Oerlinghausen

Grüne enttäuscht über die Unentschlossenheit

Der Stadtrat vertagt die Entscheidung über eine mögliche Umbenennung des Agnes-Miegel-Wegs.

Der ehemalige Ratsherr der CDU, Wilfried Holzapfel, und das Ehepaar Brigitte und Uwe Büscher sind gegen eine Umbenennung des Agnes-Miegel-Weges. | © Gunter Held

Gunter Held
29.01.2022 | 29.01.2022, 09:11

Oerlinghausen. Der einzige Punkt über den in der Ratssitzung am Donnerstag in der Mensa der Heinz-Sielmann-Schule diskutiert wurde, waren Bürgeranträge, die sich mit der Umbenennung und Nicht-Umbenennung des Agnes-Miegel-Weges in der Südstadt beschäftigten. Drei Antragsteller, davon einer, der am Agnes-Miegel-Weg wohnt, hatten die Umbenennung des Weges zum Ziel. Zwei Anträge gab es, den Namen beizubehalten. Einer davon war in Form einer Unterschriftenaktion von 41 Anwohnern eingereicht worden. Entschieden wurde am Ende nichts. Das soll in der nächsten Ratssitzung am 3. März passieren.

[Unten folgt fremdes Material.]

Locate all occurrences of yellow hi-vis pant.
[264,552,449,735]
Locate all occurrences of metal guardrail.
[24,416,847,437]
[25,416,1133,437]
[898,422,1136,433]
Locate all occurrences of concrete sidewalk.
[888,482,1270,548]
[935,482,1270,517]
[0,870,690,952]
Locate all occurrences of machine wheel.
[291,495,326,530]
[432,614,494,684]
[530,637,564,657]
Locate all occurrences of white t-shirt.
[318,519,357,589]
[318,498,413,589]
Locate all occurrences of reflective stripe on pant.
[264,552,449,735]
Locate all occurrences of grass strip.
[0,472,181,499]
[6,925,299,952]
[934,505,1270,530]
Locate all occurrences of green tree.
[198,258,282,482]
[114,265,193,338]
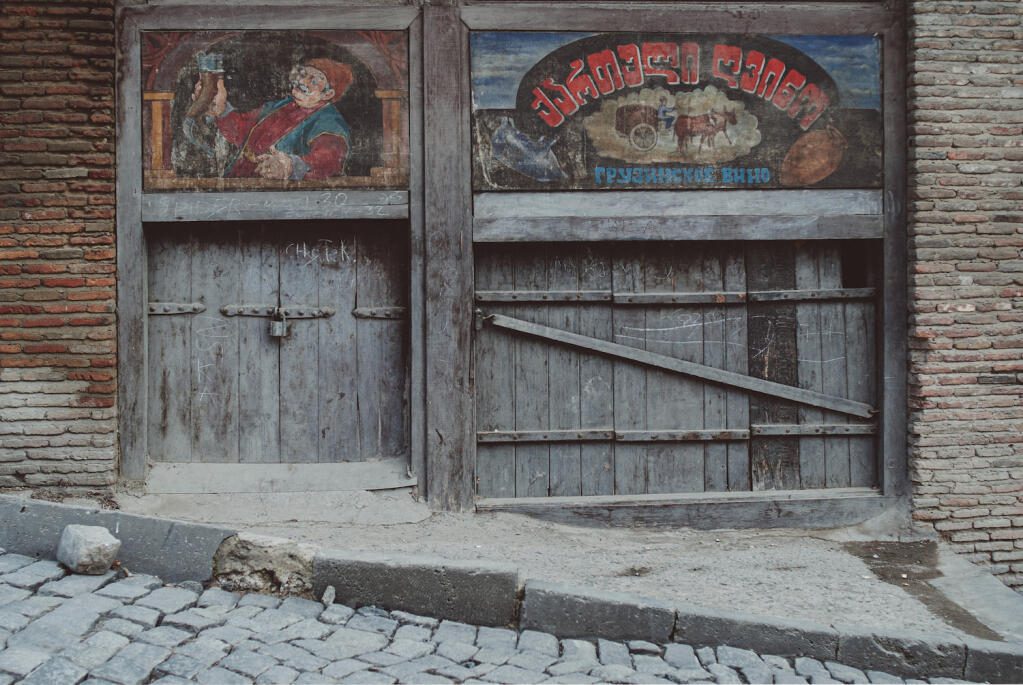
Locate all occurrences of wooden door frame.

Auf Vorschlag von Bürgermeister Dirk Becker erhielt jede Fraktion die Gelegenheit, eine Stellungnahme zu der Thematik vorzustellen. Der Reihenfolge wurde bestimmt von der Größe der Fraktion. Für die SPD machte Volker Neuhöfer deutlich, dass die Frage einer Umbenennung schwierig zu beantworten sei. Man habe in der Fraktion intensiv und kontrovers diskutiert. Dahinter stand auch das Bewusstsein, dass „der Name unserer Nation auf ewig mit dem Mord des NS-Regimes an sechs Millionen Juden in Verbindung stehen wird“. Agnes Miegel habe eine starke Nähe zum NS-Regime gehabt und sich auch nach dem Krieg nicht distanziert.

Aber sie sei auch eine bedeutende Dichterin gewesen, die vom deutschen Literatur-Papst Marcel Reich-Ranicki gewürdigt wurde. Eine Beibehaltung des jetzigen Status könne es für die SPD nicht geben. Die SPD schlage vor, den Straßennamen mit einem informativen Zusatzschild zu versehen.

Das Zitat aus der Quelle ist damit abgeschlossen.